Reputation: 13085
The data set is 97984 files in 6766 folders with 2,57 GB. A lot of them are binary files.
For me this does not sound so much. The daily data change rate is in the hundreds of KB on maybe 50 files. But I'm scared that subversion will become extremely slow.
It was never fast anyway and the last time at v1.2 the recommendation was splitting it into multiple repositories. No, I don't like this.
Is there way that I can tell Subversion or any other free open source version control to trust the file modified time/file size to detect file changes and not compare all the files? With this and putting the data on a fast modern SSD it should run fast, say, less then 6 seconds for a complete commit (that's 3x more then getting the summary from the Windows Explorer properties dialog).
Upvotes: 5
Views: 747
Reputation: 24491
I think the best way is to try for yourself. Mercurial will work fine, since it doesn't compare the file content if the mtime isn't changed, as you wanted.
Here are the timings (not on ssd):
Data size - 2.3Gb (84000 files in 6000 directories, random textual data)

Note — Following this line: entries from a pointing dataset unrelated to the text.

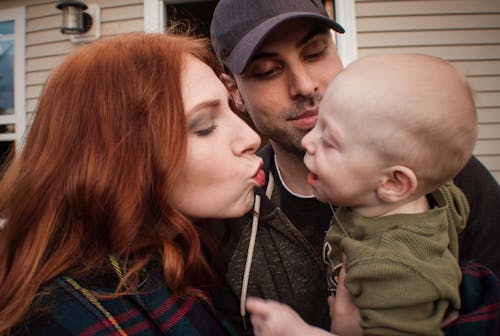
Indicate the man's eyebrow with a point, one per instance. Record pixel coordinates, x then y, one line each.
309 36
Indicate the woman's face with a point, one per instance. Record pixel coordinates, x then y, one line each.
221 168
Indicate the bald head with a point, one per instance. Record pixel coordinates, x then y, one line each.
417 109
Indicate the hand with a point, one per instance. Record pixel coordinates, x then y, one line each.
271 318
344 314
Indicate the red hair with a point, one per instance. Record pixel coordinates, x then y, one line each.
94 177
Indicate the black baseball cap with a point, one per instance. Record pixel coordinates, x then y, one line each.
239 26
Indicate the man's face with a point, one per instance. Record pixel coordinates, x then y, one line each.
285 80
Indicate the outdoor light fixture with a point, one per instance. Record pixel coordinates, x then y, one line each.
75 20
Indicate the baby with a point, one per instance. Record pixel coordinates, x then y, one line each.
392 132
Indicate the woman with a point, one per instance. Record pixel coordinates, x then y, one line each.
133 140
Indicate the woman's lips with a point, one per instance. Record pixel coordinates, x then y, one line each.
260 177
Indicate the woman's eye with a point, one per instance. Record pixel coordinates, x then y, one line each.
206 131
326 143
315 54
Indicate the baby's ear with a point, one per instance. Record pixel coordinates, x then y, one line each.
228 80
398 183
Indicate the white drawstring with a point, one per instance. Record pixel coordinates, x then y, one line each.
251 245
248 265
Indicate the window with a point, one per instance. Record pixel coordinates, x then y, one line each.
197 13
12 83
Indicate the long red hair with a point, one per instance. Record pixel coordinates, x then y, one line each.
94 177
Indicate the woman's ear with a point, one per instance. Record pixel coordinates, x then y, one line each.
398 183
228 80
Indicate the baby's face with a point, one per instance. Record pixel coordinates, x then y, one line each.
344 167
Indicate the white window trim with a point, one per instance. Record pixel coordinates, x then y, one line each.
154 16
17 14
347 43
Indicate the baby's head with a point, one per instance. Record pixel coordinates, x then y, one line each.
411 111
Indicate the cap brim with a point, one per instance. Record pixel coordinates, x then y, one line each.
245 48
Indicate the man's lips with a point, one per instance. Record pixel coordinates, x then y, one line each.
260 177
306 119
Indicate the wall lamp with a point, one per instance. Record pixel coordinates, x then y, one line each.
82 25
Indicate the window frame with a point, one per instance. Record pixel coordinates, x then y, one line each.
18 15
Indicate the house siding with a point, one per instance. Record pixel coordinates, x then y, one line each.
47 47
464 32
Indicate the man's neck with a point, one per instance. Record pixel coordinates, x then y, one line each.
292 170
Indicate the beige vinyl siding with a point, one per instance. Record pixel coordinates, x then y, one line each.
46 46
465 32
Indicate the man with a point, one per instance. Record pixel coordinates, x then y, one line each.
280 57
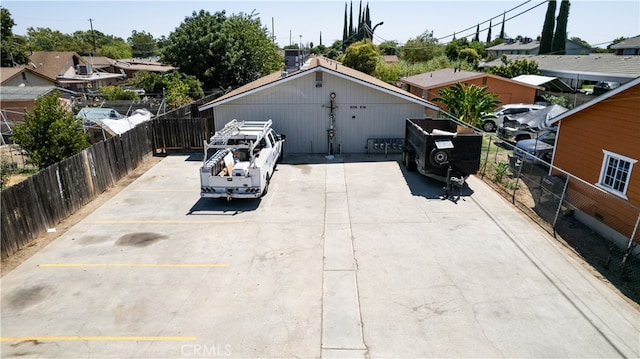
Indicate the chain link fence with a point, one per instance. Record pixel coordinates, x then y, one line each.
600 226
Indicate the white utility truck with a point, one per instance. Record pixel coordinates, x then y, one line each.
246 154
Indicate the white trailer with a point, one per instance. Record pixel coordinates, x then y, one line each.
245 157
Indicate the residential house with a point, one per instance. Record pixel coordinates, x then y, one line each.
528 46
69 70
574 70
130 67
630 46
599 142
22 76
16 100
390 59
323 106
428 84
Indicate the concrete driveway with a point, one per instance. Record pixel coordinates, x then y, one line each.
350 257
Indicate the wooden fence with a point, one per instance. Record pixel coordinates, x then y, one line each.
41 201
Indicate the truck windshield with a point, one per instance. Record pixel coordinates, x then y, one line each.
548 137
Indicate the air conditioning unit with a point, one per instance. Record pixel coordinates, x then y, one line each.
84 70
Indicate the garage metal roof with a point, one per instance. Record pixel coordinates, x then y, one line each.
314 64
552 83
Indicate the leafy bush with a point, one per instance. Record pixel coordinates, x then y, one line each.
111 93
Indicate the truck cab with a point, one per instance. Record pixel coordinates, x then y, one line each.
245 157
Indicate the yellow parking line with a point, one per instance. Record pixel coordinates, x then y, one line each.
168 190
94 338
167 221
172 265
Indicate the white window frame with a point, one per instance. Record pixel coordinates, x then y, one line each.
603 172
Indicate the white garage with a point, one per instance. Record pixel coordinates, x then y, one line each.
323 108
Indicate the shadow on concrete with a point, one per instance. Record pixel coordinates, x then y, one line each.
604 255
222 207
430 188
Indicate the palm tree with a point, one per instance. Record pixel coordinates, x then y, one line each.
469 103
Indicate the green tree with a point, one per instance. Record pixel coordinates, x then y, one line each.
547 29
50 133
423 48
558 44
469 103
361 56
470 55
12 48
82 42
222 51
388 48
516 68
142 44
114 93
45 39
179 89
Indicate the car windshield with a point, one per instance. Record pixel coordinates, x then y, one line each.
548 137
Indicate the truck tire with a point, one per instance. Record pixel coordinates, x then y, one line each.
281 155
489 126
409 160
439 158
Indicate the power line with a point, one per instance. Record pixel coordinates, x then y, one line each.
495 17
474 27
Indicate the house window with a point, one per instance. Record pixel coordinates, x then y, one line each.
616 173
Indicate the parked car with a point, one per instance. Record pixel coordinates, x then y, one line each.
604 86
510 111
541 148
513 131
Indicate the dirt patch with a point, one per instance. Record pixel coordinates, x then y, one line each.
10 263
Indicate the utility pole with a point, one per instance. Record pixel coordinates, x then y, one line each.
93 35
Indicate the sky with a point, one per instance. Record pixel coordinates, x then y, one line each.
596 22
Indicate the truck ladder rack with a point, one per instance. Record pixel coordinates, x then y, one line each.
234 127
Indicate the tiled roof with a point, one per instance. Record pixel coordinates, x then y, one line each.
439 77
152 67
98 61
314 64
51 64
592 63
515 46
598 99
630 43
26 93
7 73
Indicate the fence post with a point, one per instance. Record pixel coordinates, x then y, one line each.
564 192
486 158
515 186
630 246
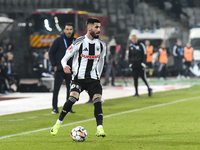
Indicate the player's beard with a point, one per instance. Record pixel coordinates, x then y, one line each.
68 35
92 33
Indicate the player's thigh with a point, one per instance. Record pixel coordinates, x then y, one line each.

Checkout time (hg update from the null rev to tip) - 1m5s
status time (after changing 1800 files ~35MB) - 3s
commit time (after the same change) - 11s
If you want to avoid a full tree scan during commit, you could try the inotify extension (use the "tip" version where all known bugs should be fixed).
You need to be aware that cloning such a repo might be painful for your users since they will have to transfer quite a lot of data.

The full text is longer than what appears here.